Mr. Chertoff was responding to Rep. Ginny Brown-Waite (R) of Florida, who introduced legislation recently that would withhold some nonemergency DHS funds to sanctuary cities.
"Imagine that ... one of the ... 9/11 hijackers, who were in the country illegally, had a city they could reside in to plot terrorist attacks with no fear of ever being checked or deported," said Representative Brown-Waite.
Those against sanctuary cities point to a recent case in New Jersey where an illegal immigrant allegedly led an attack that killed three people. The suspect was out on bail for other indictments – despite his immigration status – and there's concern that the information hadn't reached federal immigration officials because Newark is a sanctuary city.
For its part, ICE says that while sanctuary policies won't stop its agents from enforcing immigration law in a city, it does "make it harder." Cities could be shutting themselves off to valuable ICE assistance, such as Operation Community Shield, an antigang effort that has used immigration enforcement to arrest more than 6,000 gang members. Beyond that, the Justice Department has found a technological way to rope police into immigration enforcement. In 2001, the department began adding immigration warrants into a national database once reserved for wanted felons. During any routine stop, police query the database.

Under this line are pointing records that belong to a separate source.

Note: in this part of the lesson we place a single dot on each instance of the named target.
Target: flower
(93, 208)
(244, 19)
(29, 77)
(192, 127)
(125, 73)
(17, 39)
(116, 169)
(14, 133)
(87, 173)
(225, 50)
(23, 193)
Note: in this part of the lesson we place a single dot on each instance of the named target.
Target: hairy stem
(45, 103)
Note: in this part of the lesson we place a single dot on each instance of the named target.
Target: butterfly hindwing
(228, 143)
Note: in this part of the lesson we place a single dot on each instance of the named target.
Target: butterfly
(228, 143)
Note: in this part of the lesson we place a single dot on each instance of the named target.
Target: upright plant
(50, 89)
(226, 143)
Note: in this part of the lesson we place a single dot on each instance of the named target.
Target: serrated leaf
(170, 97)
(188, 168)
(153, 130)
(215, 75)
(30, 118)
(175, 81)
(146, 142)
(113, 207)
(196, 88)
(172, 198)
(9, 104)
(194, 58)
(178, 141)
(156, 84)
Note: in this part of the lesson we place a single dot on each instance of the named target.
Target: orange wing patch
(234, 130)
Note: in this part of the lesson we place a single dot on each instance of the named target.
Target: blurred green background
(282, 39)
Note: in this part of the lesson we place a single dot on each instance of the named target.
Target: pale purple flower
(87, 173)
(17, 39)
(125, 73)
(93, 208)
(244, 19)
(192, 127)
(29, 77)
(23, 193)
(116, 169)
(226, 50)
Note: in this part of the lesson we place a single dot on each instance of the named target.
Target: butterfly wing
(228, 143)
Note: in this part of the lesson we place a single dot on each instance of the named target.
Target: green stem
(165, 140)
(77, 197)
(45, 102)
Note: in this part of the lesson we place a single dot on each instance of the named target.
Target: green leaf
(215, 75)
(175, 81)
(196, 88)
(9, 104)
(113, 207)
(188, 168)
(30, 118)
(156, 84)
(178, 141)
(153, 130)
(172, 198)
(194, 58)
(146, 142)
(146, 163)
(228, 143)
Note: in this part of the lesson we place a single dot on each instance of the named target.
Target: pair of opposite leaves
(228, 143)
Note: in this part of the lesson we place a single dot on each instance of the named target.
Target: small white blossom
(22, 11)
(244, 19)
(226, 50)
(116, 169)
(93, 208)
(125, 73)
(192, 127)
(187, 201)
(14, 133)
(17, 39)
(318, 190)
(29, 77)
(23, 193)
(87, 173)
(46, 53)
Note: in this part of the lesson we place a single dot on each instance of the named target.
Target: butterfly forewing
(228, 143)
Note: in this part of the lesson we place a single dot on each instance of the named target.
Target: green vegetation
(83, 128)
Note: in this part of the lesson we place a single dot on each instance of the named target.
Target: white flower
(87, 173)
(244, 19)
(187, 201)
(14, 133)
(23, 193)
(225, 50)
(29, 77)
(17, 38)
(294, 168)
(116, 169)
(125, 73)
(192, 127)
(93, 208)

"You essentially force people at the local level to act on it, because the departmental policy is if you have warrants you have to take them in," says Harris, who notes the immigration data is not of high quality. Data entered between 2002 and 2004 had an error rate of 42 percent, according to a study by the Migration Policy Institute.
For Mr. Kemp, a member of the local Minutemen, the argument over federal versus local responsibilities is moot. "It's an American matter," he says. "The feds aren't doing their job period. So it's up to state and local governments to take care of this problem."
But Lieutenant Mufarreh is happy with the sanctuary policy and the better communication he says it has brought.